Bharat Kalluri / 2021-03-04

The familiarity principle or the Mere exposure effect is a psychological phenomena by which people tend to develop preference merely because they are familiar with them.

This is one of those things I knew happens to people (myself included), but did not know there was research proving this. There are a lot of experiments done to prove the familiarity principle. One of the experiments I found interesting was with the Chinese characters. People who did not know chinese were shown random chinese characters, they were told that the characters were adjectives and asked people to guess if it was a positive or a negative adjective. People rated positive to the characters which they have previously seen / had some familiarity with.

There was another interesting study done. In this study there was a group of people who were asked to complete an experiment with a partner, here the person and the partner would have a conversation etc... And there was another group who performed the experiment alone, and after sometime, the partner would walk in and ask a favour (in this case, to proofread their essay). If the partner is a stranger, then the acceptance rate was 26%, but if they had a talk earlier (during the experiment in this case), then the acceptance rate was 49%. But this seems intuitive. It gets interesting with the third group. In this group, the rule was that the partners for the experiment still get to do the experiment together, but do not talk to each other during the experiment. And later on the partner would ask if the person is interested in proof reading their essay.

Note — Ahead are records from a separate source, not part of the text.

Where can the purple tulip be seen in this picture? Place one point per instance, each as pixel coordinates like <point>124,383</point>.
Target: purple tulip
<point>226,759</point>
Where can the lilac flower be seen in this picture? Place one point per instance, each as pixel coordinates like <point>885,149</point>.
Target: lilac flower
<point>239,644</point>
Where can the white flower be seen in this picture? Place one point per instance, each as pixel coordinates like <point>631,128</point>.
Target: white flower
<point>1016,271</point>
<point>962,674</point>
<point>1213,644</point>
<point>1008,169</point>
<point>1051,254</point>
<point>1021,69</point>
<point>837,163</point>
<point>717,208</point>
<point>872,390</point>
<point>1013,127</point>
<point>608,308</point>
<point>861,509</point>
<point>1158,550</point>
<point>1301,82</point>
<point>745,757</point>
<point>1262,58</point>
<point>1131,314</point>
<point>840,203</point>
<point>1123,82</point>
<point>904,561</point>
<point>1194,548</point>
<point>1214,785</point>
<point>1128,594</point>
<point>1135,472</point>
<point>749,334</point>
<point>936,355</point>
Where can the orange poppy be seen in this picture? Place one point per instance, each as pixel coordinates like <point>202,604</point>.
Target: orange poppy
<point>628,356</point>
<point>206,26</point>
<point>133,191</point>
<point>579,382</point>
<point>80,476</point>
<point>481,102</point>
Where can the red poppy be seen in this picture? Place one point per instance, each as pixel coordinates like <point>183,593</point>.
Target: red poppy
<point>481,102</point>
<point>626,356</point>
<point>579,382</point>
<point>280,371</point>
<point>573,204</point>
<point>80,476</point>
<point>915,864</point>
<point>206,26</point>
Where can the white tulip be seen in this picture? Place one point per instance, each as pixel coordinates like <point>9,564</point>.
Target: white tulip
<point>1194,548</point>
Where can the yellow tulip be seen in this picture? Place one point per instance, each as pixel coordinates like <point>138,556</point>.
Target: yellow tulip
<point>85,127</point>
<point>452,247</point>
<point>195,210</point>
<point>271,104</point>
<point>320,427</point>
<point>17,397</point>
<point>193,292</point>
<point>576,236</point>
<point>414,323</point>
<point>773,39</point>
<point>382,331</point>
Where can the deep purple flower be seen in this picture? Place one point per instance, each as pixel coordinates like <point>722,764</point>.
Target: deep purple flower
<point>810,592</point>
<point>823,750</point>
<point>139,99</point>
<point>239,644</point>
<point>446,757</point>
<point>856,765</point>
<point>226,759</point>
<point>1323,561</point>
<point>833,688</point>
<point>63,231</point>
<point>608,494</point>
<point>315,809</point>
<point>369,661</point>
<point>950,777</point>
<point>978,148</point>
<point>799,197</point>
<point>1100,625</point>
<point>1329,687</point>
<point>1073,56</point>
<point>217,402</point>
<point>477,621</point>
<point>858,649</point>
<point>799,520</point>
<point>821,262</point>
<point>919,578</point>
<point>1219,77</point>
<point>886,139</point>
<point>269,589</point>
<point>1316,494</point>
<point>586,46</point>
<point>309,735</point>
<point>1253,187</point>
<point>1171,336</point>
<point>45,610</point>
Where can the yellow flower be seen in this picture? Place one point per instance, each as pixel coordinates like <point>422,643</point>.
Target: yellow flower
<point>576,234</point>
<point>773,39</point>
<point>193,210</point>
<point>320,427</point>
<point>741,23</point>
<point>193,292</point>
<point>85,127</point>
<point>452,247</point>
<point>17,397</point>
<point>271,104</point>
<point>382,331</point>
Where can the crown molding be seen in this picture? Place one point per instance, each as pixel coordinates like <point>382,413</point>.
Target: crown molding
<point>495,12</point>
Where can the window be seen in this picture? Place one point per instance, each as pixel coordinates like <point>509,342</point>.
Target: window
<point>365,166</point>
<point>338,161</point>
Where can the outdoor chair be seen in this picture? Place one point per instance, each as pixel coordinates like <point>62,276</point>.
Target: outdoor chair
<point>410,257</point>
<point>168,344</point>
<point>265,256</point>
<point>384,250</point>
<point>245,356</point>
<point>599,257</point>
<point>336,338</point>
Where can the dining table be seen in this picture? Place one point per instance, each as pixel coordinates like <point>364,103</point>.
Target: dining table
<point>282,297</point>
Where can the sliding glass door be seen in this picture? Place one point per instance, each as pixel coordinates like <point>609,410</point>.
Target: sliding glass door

People were just as likely to say yes to this person compared to the group which had a full conversation (group one).

The Familiarity Principle can be seen in a lot of places in our lives. We seem to befriend people who we meet multiple times, play games we have already played, start liking songs because the radio keeps playing them all the time etc. This is a tactic heavily used in marketing. Armed with this knowledge, it will be easier to guess when we are being manipulated by the familiarity principle.